整体通观邓小平的争论观,让我们体会更深的不仅仅是邓小平关于争论的一个又一个丰富而深刻的具体思想观点,还有他那争论观中始终贯穿、处处闪现着的实事求是的精神、辩证法的思想和实践第一的观点。

1.这是一个饱含着实事求是精神的争论观。邓小平曾说过:“中国搞社会主义走了相当曲折的道路。二十年的历史教训告诉我们一条最重要的原则:搞社会主义一定要遵循马克思主义的辩证唯物主义和历史唯物主义,也就是毛泽东同志概括的实事求是,或者说一切从实际出发。”[3](P118)改革开放以来,邓小平不仅是这样说的,也是这样做的,不仅始终遵循这一原则领导改革开放和社会主义现代化建设,也是始终遵循这一原则来对待和处理改革开放以来的各种争论的。可以说,没有了实事求是,也就没有了邓小平的争论观。邓小平的争论观首先是实事求是的争论观。他是为了实事求是而“要辩论”和“不争论”的,也是实事求是地决定和进行“要辩论”和“不争论”的。邓小平在同“两个凡是”的争论中说过:“两个凡是”的根本问题是违反了实事求是的思想。上世纪80年代中后期,邓小平明确提出并反复强调反对资产阶级自由化的问题,从而引来了国际上一些人对邓小平到底是不是改革派的猜疑。对此邓小平明确地回答说:我是实事求是派。针对姓“社”姓“资”的诘难,邓小平在明确提出“不争论”的南方谈话中再一次明确指出:改革开放的成功,不是靠本本,而是靠实践,靠实事求是,要提倡这个,不要提倡本本。“要辩论”为的是坚持实事求是,“不争论”为的也是坚持实事求是。“争”与“不争”的实质全在于坚持实事求是。不仅如此,邓小平还实事求是地对待和处理人们之间的各种争论,即从争论主要是属于人们的思想认识问题、主要是属于“是非之争”的实际出发,严格按照人们思想认识发展的规律、思想斗争的规律来对待和处理人们之间的各种争论。不搞无限上纲,不搞强制压服,加强说服教育,“拿事实来说话”,等等。
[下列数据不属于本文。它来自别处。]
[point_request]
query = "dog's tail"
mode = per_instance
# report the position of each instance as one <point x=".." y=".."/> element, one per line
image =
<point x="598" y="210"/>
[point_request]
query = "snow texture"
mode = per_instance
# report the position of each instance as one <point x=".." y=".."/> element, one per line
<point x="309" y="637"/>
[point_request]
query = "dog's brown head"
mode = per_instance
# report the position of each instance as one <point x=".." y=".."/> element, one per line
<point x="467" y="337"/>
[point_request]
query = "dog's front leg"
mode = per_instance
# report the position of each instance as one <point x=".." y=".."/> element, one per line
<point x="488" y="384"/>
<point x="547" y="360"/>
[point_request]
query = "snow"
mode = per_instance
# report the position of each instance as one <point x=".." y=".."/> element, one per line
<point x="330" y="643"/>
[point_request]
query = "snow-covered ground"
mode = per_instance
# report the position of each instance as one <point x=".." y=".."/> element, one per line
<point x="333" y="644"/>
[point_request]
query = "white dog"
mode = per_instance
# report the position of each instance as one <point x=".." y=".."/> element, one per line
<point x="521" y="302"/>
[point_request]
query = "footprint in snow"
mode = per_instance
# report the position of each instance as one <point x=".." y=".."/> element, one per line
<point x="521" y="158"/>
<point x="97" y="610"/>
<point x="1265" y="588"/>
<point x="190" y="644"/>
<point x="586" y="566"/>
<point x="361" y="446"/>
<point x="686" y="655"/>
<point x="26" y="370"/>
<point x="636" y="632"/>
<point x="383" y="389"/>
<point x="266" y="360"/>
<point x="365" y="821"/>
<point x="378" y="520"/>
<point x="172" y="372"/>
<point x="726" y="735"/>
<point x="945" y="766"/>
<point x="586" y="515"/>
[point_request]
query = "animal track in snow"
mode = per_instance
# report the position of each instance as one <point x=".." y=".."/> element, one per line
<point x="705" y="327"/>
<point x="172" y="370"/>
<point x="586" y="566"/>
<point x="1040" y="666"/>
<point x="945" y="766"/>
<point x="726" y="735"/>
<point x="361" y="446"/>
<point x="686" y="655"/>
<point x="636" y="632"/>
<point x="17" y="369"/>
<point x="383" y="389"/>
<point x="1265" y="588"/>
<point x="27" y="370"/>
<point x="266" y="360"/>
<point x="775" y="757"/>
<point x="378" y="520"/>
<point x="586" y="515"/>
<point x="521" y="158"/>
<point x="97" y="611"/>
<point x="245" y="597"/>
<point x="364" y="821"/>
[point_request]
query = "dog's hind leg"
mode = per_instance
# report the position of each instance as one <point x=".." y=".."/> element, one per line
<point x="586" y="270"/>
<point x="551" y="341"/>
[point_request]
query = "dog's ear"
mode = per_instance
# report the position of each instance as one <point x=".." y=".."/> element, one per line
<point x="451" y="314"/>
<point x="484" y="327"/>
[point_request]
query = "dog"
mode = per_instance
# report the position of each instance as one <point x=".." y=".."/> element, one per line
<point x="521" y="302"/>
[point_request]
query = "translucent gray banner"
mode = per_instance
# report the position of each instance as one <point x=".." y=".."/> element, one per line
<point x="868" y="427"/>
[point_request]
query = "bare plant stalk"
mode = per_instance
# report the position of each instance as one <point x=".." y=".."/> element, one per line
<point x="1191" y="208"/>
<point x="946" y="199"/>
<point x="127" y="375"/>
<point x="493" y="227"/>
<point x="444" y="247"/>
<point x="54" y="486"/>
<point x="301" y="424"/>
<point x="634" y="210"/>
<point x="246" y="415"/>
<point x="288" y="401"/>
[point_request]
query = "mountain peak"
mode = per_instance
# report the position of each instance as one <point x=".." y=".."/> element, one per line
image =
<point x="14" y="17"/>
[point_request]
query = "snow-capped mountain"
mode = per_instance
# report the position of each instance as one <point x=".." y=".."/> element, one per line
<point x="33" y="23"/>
2.这是一个充满着辩证法思想的争论观。毛泽东曾说邓小平是一个善于按辩证法办事的人。在对待和处理各种争论时,他是无愧于这一评价的。首先,他坚持用联系的观点、整体的观点来对待和处理不同意见及其争论的问题。他总是从大处着眼、从大局出发,来看待有关的争论及其社会价值,来决定“要辩论”或“不争论”,总是着眼和追求社会整体的最大利益,把社会整体的最大利益作为“要辩论”或“不争论”的出发点和归宿、标准和目的。其次,他坚持用发展的观点、历史的观点来对待和处理不同意见及其争论的问题。提醒大家,不要以为有一点资产阶级自由化不算什么,任其自由泛滥,后果将非常严重;提醒大家,“左”已经形成一种习惯势力,纠正过来不容易,一到制定和执行具体政策的时候,就会起作用,就会冒出来。告诫人们,“左”和右的干扰将一直伴随我们若干年,防“左”反右的思想斗争远还没有完;鼓励人们相信未来、相信社会主义,相信社会主义将向着更加健康的方向发展,相信发展起来的社会主义将使不相信社会主义的人最终相信社会主义。再次,他坚持用“两点论”来对待和处理不同意见及其争论的问题。既看到了合理争论对社会发展的积极意义,因而积极地发动、参与和支持人们之间的合理争论,又看到了不良争论对社会发展的破坏作用,因而极力阻止和反对人们搞不良争论;在号召人们“要辩论”的同时,告诫大家千万不要再搞“四大”、再搞政治运动、再搞残酷斗争,在采取“不争论”的同时,又提醒人们不要放弃意识形态领域中的斗争,不要丢了正常的“百花齐放、百家争鸣”和批评与自我批评;既看到了“说理”的方法在解决争论过程中的重要作用,又看到了“说理”的方法在解决争论过程中的局限性,在加强“说理”的同时,又强调用事实来证明的决定性;始终注意科学地、辩证地把握矛盾的两个方面。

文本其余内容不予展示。